Maybe you do just a little racing, expand your skills, and then go back to things that seem more fun to you.

Don’t forget. If you get into racing, that the primary goal is having FUN. Not fleet champ or that sort of thing. OK, win all the races, but don’t forget the goal.

THE LAST CHAPTER IN THE BOOK IS ABOUT MONEY.

So how much money are you going to spend to have fun.. How big is the boat. Where are you going to keep it. How often the haul out and how much does it cost. New Sails? New boat? Trips to regattas if you get into racing. Hire a coach.

So those are the best parts of the book.– Chapter 1 Goal Setting and Chapter 21 Money.

Now you judge of what you want. Spending money and time sailing, against the other things that you could be doing.

Will it “Save Sailing”?

It will, if sailing deserves it!

Friday, June 11, 2010

LASERS GO TO REGATTAS

Lasers go to regattas.

Tillerman report a lot of fun on a “no wind” day at a regatta. He had a chance to visit more with local and visiting sailors.
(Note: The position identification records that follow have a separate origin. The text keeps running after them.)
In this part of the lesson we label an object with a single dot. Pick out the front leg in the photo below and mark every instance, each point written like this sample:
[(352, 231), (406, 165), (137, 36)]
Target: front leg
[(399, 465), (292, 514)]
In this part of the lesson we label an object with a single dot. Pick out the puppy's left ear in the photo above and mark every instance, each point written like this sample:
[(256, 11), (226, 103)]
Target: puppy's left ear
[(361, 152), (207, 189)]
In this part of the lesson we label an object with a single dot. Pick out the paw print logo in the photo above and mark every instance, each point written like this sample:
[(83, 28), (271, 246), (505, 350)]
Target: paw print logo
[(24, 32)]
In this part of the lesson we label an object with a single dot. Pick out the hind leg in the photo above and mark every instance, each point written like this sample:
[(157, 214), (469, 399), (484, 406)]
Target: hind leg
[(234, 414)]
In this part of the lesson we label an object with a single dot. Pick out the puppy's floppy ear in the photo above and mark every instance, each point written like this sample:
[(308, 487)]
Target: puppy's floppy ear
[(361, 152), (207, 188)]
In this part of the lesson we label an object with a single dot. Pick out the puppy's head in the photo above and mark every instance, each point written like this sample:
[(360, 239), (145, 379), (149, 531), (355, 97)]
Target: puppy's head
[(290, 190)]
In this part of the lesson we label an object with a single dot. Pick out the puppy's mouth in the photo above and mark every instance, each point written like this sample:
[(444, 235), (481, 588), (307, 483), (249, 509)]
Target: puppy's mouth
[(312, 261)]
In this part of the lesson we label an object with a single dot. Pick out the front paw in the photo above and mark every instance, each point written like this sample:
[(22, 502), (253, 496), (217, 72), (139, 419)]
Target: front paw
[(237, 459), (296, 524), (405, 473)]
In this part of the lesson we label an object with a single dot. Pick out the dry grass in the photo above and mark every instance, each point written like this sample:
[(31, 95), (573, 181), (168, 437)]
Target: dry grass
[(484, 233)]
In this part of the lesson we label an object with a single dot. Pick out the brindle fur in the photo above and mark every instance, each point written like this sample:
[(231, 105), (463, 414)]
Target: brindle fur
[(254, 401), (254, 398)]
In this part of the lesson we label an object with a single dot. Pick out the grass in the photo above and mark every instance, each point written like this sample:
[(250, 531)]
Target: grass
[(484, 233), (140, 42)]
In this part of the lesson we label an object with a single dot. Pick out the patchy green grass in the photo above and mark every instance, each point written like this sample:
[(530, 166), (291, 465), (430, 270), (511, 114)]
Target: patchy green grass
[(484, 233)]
A. I., one of our lake sailors went to the coast to a regatta and was astonished by the wave actions and problems with them both upwind and down wind.

A hundred years ago when I lived in Springfield, Illinois and we sailed on a small lake. We went to Peoria and Alton, Illinois to sail in the current of the Illinois River, to Louisville, Kentucky to be in the current of the Ohio river and to Winnetka, Illinois to sail in the waves of Lake Michigan.

You learn a lot visiting other clubs. They handle the races a little different. You meet some other sailors with some different ideas. You make new friends. You meet folks that go to a lot of regattas and people that always stay at home.

If you go to their regatta, they are more likely to come to yours. The number of sailors on the same course gets larger, more exciting and more complicated..

You will be sailing in lighter winds and in stronger winds, as you match up with more experienced sailors.

Get your lights fixed on the trailer. The bottom cover for your boat. The check list for things to take and use it when you pack to come home.

When you get home you can apply you new knowledge. Better racing. More fun.